No man’s land to NoMad: The invention of a neighborhood

By Ron Cohen
NYREJ, Tuesday, November 26, 2013

Having worked at The Besen Group in the area for nearly a decade and watching it quietly emerge as a destination, I was intrigued to have a firmer grasp on a few details worth knowing. Starting with: what are the exact neighborhood boundaries? What’s backstory to this area? The buzz surrounding the neighborhood now known as NoMad (North of Madison Square Park) has been growing ever louder in recent times, and was officially sealed in our nomenclature with the opening of The NoMad Hotel in March 2012.

Where is it?
I had a conversation years ago with a commercial landlord who has significant holdings in the area, which he himself referred to derisively as “the valley of low rents.” I referred to as “the armpit of Manhattan.” The “Brown Zone,” or, as it’s often called, the wholesale district – has been resistant to transformation in part because it’s not a blank slate like Dumbo once was. NoMad has arrived however, and is continuing to evolve. If inclusion on Wikipedia is the present indication of being on the map, it is officially on the map. Speaking of map, there still isn’t one that appears to be an official demarcation of the area. Existing information indicates that it is bound by 23rd to 30th St., and then Madison through to Sixth Ave. The area is bordered by the Flatiron District and Gramercy Park to the South, Chelsea to the West, and Midtown/Times Square to the North. The Nomad Hotel is located at 1170 Broadway and 28th St., where doormen in black skinny suits gaze across the street to see the wholesale perfumeries still run by immigrant hustlers.

Brief History of The Hood
The area has an interesting, if not sordid past. By the late nineteenth century, business activity began to percolate around the park, and the area along Broadway above the park began to be subsumed into the Tenderloin, an entertainment and quasi red-light district replete with nightclubs, saloons and bordellos. In the late nineteenth and early twentieth century the area around 28th St. between Fifth and Ave. and Sixth Aves. was dubbed Tin Pan Alley due to the prominent group of music publishers and songwriters who convened there. Around the same time, the 1913 Armory Show took place at the 69th Regiment Armory on Lexington Ave. between 25th & 26th Sts. and was a landmark event in Modern Art history. The neighborhood deteriorated somewhat during the mid- and late-twentieth century. Tee-shirt, luggage, perfume and jewelry wholesalers began lining the storefronts along Broadway from Madison Square to Herald Square, and wholesalers continue to dominate that stretch.
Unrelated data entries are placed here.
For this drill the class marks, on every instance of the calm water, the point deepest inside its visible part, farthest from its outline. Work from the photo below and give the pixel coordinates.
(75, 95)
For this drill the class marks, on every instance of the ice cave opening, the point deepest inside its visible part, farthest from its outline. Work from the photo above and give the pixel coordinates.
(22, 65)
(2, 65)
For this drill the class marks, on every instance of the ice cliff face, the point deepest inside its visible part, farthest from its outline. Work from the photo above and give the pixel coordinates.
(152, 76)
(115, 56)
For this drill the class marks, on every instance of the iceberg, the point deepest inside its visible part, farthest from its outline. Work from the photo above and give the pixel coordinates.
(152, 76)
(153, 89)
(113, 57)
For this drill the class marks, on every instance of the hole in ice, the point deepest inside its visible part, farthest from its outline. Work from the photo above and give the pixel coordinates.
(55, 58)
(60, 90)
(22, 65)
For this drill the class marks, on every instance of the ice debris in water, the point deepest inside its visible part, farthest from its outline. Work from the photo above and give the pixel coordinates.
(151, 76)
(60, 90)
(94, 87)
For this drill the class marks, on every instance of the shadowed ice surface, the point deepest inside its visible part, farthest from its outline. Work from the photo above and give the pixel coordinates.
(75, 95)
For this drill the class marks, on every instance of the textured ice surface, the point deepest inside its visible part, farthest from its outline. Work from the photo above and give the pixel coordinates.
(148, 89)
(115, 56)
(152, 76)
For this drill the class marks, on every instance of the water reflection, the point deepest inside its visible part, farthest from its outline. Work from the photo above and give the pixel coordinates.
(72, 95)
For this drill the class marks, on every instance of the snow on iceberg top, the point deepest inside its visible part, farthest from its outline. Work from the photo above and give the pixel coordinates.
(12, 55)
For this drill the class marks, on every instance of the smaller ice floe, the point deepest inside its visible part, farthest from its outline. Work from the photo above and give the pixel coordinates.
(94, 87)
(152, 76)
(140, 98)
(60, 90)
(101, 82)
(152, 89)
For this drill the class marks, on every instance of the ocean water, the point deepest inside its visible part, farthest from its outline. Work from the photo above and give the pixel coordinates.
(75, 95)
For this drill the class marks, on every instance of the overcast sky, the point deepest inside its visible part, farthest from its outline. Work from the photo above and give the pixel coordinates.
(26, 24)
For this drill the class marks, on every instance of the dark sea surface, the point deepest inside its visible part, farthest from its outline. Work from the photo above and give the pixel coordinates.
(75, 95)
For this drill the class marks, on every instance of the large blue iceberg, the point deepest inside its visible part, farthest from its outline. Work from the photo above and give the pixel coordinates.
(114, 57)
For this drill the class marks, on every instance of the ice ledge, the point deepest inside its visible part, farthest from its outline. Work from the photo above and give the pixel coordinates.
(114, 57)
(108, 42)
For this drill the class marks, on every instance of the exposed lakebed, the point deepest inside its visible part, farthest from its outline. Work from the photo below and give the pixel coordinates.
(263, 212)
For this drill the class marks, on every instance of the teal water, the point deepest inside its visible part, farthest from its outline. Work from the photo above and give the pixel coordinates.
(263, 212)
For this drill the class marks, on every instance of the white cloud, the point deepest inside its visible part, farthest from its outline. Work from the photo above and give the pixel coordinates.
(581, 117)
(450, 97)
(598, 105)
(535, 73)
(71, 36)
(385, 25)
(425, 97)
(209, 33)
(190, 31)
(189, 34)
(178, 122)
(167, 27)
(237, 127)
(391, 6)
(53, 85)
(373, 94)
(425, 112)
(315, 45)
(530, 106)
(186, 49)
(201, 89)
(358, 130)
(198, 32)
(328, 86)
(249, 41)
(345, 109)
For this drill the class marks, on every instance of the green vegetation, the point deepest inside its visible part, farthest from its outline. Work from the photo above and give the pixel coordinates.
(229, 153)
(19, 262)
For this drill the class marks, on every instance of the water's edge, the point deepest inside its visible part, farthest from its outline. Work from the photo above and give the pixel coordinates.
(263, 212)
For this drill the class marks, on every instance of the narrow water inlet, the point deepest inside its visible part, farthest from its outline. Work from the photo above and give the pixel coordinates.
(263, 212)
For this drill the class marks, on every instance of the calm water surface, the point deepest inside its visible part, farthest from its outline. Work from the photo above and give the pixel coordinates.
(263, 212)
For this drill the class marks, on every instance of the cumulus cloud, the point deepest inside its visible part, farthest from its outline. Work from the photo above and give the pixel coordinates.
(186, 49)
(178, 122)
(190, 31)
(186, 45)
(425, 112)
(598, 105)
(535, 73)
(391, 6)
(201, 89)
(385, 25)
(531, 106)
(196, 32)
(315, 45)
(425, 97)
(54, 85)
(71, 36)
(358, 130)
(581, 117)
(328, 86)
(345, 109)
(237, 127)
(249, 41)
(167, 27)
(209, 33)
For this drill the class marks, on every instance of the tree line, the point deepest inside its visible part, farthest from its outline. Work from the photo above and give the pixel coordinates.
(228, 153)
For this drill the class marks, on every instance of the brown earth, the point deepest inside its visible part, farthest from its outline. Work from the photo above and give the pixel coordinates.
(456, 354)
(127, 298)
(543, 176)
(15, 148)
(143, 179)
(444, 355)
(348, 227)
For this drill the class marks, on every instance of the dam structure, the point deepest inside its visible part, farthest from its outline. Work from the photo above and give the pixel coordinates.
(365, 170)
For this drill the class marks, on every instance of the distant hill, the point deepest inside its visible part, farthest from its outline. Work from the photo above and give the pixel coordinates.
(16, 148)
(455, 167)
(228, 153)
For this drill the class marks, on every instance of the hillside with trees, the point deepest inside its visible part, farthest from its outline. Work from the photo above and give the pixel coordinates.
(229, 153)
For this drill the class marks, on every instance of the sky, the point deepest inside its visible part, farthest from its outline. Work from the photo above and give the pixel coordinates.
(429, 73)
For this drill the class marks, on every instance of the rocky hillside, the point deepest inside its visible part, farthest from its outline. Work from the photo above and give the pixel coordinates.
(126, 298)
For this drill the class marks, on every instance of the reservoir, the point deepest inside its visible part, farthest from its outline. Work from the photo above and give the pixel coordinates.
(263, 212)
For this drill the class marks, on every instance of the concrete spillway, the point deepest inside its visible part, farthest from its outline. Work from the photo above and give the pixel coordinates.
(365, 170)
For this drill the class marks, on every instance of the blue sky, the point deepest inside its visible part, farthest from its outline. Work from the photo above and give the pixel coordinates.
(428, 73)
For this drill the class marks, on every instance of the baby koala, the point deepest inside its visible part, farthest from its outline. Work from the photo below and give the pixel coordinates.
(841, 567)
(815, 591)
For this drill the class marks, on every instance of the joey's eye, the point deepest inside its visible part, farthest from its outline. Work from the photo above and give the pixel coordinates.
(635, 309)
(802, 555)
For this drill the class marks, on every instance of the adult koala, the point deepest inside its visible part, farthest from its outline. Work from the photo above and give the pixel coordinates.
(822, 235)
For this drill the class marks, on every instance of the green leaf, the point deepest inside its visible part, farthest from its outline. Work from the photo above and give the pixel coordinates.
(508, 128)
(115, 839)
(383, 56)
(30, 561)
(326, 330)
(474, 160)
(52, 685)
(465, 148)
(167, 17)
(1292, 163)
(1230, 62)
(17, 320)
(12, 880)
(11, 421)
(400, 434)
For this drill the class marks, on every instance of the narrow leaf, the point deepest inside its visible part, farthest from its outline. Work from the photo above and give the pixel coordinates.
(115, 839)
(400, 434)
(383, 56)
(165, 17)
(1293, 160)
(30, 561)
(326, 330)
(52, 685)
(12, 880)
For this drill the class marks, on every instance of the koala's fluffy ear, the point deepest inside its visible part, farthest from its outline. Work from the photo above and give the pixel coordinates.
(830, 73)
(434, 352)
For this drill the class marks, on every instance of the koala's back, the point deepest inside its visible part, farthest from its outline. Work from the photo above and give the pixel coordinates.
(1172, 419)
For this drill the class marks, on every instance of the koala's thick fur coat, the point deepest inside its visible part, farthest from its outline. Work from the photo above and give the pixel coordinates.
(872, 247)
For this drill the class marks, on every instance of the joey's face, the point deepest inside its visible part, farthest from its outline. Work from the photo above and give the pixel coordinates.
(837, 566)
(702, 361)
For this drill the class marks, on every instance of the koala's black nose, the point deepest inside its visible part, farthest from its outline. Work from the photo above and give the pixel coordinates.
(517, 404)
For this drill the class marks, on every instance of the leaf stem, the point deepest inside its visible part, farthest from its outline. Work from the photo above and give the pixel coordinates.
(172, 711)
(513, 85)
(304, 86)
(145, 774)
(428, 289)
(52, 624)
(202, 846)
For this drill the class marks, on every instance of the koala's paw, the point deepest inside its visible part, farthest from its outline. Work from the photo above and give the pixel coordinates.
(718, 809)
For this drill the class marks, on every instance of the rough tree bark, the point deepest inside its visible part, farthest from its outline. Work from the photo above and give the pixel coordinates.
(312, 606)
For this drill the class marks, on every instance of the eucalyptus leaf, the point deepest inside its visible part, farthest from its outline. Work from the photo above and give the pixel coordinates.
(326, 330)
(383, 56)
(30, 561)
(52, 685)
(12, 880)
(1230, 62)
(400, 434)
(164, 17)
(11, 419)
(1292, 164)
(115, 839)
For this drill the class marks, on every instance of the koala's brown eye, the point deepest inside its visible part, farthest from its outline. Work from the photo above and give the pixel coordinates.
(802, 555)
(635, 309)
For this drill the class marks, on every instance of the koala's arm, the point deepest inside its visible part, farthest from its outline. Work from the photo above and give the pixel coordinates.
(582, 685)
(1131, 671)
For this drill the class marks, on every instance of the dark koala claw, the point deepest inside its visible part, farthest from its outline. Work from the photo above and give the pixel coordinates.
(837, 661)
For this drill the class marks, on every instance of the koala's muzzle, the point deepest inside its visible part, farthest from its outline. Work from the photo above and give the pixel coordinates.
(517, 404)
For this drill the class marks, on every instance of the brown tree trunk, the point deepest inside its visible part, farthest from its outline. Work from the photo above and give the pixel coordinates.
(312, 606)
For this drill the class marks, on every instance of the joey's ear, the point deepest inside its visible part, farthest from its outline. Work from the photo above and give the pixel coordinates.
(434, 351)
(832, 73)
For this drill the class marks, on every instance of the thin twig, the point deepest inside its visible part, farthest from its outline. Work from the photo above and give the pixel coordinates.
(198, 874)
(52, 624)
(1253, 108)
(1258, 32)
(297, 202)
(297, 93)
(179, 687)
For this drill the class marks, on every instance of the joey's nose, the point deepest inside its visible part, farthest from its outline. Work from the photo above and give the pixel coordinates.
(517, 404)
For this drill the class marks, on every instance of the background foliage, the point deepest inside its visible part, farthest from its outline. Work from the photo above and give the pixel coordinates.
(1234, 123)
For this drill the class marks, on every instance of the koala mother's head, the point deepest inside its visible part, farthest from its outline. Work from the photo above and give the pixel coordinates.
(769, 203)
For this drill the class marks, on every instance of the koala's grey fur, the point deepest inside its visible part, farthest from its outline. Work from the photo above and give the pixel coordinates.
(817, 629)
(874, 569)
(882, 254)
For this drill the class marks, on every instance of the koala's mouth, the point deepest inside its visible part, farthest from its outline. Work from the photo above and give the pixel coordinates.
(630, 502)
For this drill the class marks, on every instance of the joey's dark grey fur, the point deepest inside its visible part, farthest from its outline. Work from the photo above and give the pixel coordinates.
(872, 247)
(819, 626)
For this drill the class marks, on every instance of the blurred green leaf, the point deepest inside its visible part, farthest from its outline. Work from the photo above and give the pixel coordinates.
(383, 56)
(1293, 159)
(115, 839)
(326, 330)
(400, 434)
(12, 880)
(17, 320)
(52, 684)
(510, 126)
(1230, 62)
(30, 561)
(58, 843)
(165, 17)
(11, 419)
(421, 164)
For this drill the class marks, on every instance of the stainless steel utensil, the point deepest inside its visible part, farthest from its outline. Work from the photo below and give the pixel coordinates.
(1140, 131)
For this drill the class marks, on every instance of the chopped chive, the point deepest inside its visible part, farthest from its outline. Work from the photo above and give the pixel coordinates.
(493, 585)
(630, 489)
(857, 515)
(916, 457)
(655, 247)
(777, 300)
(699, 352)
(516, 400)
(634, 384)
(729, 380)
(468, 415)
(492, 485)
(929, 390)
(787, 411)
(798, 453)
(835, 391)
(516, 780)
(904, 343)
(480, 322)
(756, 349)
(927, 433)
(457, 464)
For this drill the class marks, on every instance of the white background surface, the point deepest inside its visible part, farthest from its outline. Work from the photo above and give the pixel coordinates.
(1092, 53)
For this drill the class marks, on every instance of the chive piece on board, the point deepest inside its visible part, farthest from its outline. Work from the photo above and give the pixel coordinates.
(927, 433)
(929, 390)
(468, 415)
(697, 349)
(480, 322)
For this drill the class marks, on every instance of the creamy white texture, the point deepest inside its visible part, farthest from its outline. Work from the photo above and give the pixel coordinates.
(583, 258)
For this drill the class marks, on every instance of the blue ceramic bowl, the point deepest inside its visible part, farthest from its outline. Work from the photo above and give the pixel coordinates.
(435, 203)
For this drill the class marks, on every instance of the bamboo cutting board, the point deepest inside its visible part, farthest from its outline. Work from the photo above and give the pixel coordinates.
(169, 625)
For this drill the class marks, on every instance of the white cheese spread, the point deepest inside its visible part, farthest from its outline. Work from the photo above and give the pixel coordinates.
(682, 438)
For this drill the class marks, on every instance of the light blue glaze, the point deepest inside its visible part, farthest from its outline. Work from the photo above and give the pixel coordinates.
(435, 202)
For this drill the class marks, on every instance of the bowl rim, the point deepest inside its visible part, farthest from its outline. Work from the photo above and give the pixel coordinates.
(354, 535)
Madison Square Park: Where It Begins
Created in 1847 and having fallen into disrepair, the 6.2 acre Madison Square Park underwent a total renovation which was completed in June 2001. The City Parks Foundation, a nonprofit group devoted to restoring parks, spearheaded the project and the Madison Square North Historic District was subsequently created on June 26, 2001 by the city’s Landmarks Preservation Commission. A 15-year, $35 million restoration scheme led by the Madison Square Park Conservancy injected new life into the park and surrounding area. Shake Shack opened within the park in July 2004, drawing hoards hungry for their sumptuous burgers.